The new measure will prohibit county departments from acquiring facial recognition technology or using facial recognition information. Departments, including the Sheriff's Office, could still use facial recognition evidence as long as they don't produce it themselves or ask for it. They will also be permitted to continue using the technology in service of the federal program that searches for missing children.
The law would allow people to sue if facial recognition technology is used in violation. It would not ban the use of such technology by any other government within King County, or by private groups or individuals.
The County Council passed the legislation unanimously Tuesday and King County Executive Dow Constantine supports it and will sign it into law, his office said.
King County joins a growing number of jurisdictions across the country that have moved to ban the technology, after a ream of studies have shown it's frequently biased against people of color.
And in the last few years stories have begun to emerge of Black men arrested and jailed solely on the basis of a false identification from the technology.
"I think that the technology raises huge concerns, primarily on the inaccuracy of the technology, demographic biases and encroachment on civil liberties and privacy for everybody," Councilmember Jeanne Kohl-Welles, the legislation's lead sponsor, said. "I think it's not appropriate for us to use."
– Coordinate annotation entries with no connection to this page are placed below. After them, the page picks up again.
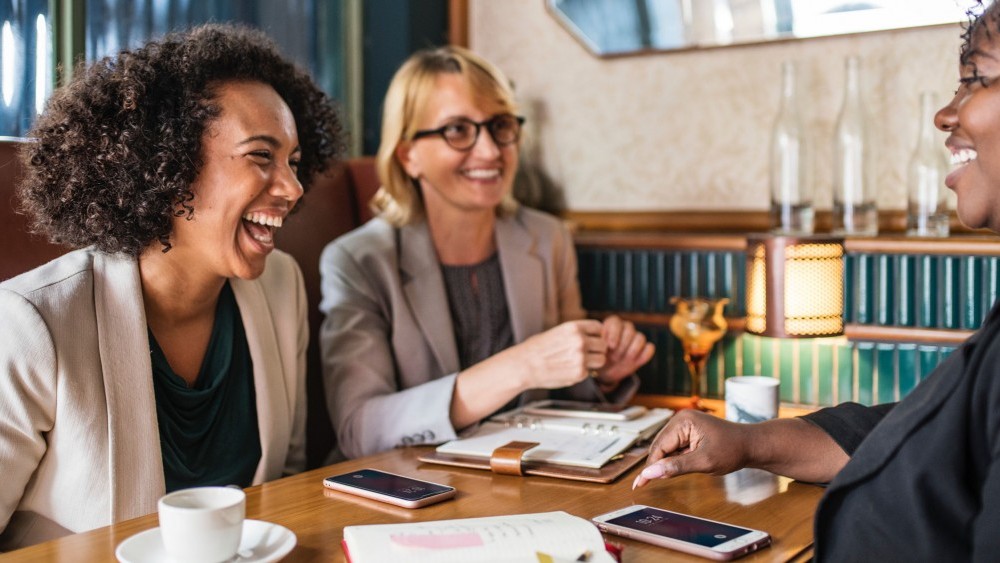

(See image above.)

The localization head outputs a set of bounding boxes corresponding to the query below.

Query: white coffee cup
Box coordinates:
[726,375,778,422]
[157,487,247,563]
Sgt. Tim Meyer, a spokesperson for the King County Sheriff's Office, said the department currently does not use any technology that would be affected by the ban and doesn't expect any changes from the new law.
"The Sheriff's Office operations will not be hindered by the proposed legislation," Meyer said in an email. "This legislation reflects the values of the communities we serve."
At least 13 cities across the country have some form of ban on using facial recognition technology, including San Francisco; Boston; Portland, Oregon; Portland, Maine; and Jackson, Mississippi. Vermont has also banned the technology. King County would be the first county to implement a ban, Kohl-Welles said.
In Seattle, a 2018 ordinance requires city agencies, including the Police Department, to get City Council approval before acquiring or using any surveillance technologies. The Seattle Police Department, late last year, said it had "no relationship or intent of relationship" with any facial recognition company, after a detective was found to have signed up for facial recognition software, potentially in violation of the ordinance.
Customs and Border Protection officers use facial recognition technology at Seattle-Tacoma International Airport, although they say they retain the photographs of U.S. citizens for no more than 12 hours.
Facial recognition technology analyzes characteristics of a person's picture, such as the distance between their eyes and the distance from forehead to chin, and then matches those characteristics against a model or database.
Your smartphone can use the technology to make sure it's you unlocking your phone. Social networks use the technology to tag people in photographs. But its use in law enforcement has proven much more thorny.
The technology has been much more effective when a straight-on, standard photo is compared to a standardized database. But pulling faces, for instance, from a crowd shot or a person in motion, is much dicier.
A 2019 National Institute of Standards and Technology study on facial recognition algorithms, including from Microsoft and Intel, showed that systems are up to 100 times more likely to misidentify Black and Asian people than white people. Previous research revealed that Amazon's facial analysis system misclassified the gender of darker-skinned females 31% of the time. Other studies have shown the technology has much higher error rates for transgender and nonbinary people.
"Facial recognition technology is a powerful, privacy-invasive and racially-biased technology that gives the government unprecedented power to automatically identify, locate and track people based on images of their faces," said Jennifer Lee, technology and liberty manager at the ACLU of Washington. "Use of these systems is not worth the risk."